■物語・構成
全体の構成やストーリー立てには特筆すべき個性は感じませんが、挿話となっているおばあちゃんの昔話とその見せ方が魅力的であると感じました。本作に限らず日常的なシーンを魅力的に描くことに長けた方なのではないかと思わされます。
■文体・文法
地の文は平易で読みやすいのですが、会話文が地の文の延長になっているというイメージが残ります。地の文は地の文、会話文は会話文という区別をはっきりとつけられるとよかったかもしれません。

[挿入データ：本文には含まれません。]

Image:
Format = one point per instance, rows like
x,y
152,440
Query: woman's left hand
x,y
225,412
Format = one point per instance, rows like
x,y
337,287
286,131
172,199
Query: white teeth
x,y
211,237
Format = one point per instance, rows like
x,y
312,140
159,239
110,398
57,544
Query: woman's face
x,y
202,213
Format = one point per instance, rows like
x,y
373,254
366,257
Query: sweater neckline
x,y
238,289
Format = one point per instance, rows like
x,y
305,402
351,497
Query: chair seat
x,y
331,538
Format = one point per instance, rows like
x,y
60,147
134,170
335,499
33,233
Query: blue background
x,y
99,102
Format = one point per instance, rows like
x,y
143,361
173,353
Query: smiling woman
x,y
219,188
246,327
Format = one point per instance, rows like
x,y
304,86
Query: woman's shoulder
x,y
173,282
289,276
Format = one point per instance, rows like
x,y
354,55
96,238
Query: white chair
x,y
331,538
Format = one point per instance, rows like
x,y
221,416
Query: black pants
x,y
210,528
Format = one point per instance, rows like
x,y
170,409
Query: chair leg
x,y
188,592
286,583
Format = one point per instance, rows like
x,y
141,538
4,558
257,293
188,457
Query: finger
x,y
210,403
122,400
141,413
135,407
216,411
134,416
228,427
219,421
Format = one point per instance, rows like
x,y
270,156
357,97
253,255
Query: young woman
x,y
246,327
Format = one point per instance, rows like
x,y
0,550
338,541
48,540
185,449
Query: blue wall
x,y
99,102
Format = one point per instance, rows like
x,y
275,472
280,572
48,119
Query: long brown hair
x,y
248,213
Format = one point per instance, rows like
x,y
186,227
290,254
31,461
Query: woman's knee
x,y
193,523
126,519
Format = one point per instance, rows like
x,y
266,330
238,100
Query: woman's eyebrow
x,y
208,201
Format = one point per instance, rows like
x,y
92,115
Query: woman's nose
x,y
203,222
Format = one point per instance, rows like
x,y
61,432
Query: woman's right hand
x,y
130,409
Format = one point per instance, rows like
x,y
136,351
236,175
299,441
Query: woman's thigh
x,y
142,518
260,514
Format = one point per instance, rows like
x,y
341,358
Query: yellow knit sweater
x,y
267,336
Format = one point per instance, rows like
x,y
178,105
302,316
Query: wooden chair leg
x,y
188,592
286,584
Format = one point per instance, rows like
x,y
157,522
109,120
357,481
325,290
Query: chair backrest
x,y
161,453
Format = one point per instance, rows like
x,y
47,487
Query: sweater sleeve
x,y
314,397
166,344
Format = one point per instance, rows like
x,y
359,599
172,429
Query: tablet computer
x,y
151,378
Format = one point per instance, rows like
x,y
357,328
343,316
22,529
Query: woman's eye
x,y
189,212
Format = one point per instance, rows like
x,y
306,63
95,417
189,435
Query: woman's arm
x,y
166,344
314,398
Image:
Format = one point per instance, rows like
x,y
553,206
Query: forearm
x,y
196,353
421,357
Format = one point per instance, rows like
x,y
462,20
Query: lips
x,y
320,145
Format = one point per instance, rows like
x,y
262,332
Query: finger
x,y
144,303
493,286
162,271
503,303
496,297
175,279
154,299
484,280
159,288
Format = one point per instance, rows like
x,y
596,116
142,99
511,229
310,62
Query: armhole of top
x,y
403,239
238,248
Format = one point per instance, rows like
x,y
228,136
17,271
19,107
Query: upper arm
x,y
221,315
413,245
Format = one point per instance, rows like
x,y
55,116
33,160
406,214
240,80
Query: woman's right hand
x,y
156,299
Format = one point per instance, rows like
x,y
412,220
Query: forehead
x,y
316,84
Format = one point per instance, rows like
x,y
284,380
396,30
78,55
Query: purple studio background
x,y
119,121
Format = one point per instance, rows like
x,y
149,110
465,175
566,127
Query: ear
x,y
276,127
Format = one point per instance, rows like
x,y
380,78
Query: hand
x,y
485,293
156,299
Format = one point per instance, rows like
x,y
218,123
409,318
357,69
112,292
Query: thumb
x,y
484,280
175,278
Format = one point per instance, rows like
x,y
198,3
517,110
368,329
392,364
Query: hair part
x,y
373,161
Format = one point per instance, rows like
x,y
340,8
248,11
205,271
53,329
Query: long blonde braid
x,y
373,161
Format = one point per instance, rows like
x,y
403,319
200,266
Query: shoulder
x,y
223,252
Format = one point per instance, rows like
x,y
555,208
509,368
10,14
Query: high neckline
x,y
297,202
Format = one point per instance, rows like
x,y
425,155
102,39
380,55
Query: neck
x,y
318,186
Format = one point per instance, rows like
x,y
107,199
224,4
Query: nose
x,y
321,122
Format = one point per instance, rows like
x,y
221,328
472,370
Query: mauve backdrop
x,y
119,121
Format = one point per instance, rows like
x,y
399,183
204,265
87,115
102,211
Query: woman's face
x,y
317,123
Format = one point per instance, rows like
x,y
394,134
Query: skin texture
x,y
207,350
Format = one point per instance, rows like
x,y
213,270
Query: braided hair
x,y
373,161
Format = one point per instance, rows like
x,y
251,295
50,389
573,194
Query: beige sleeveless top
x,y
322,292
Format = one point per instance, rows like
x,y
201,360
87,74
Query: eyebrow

方言が雰囲気づくりに効果的に用いられています。ただ私は方言にあまり詳しくないので、よく知っている方だとまた印象が違うかもしれません。
■描写・演出
鈴という小道具の使い方が効果的です。他にも”体の陰で決意を込めてガッツポーズ”など細かい描写においては魅力的な点が多く感じられました。
ただ上記の通り、会話文、台詞回しに関してはあまりお得意ではないのかなあ、という印象があります。
作品タイトルにはセンスを感じます。
■総評
全体としてテーマ的なものを見せるというよりもお話を読ませる、といった点への偏りが見受けられます。ものがたり、テーマ、キャラクターを別々に見た場合に、明らかにものがたり部分への偏重が見られますので、この辺りのバランス調整をされるとよいのではないかと思います。
逆に年少向けのお話、ジュブナイルとしてものがたりへの偏重を先鋭化していくのも、面白いかもしれません。どちらにせよ足りないのはインパクトでしょうか。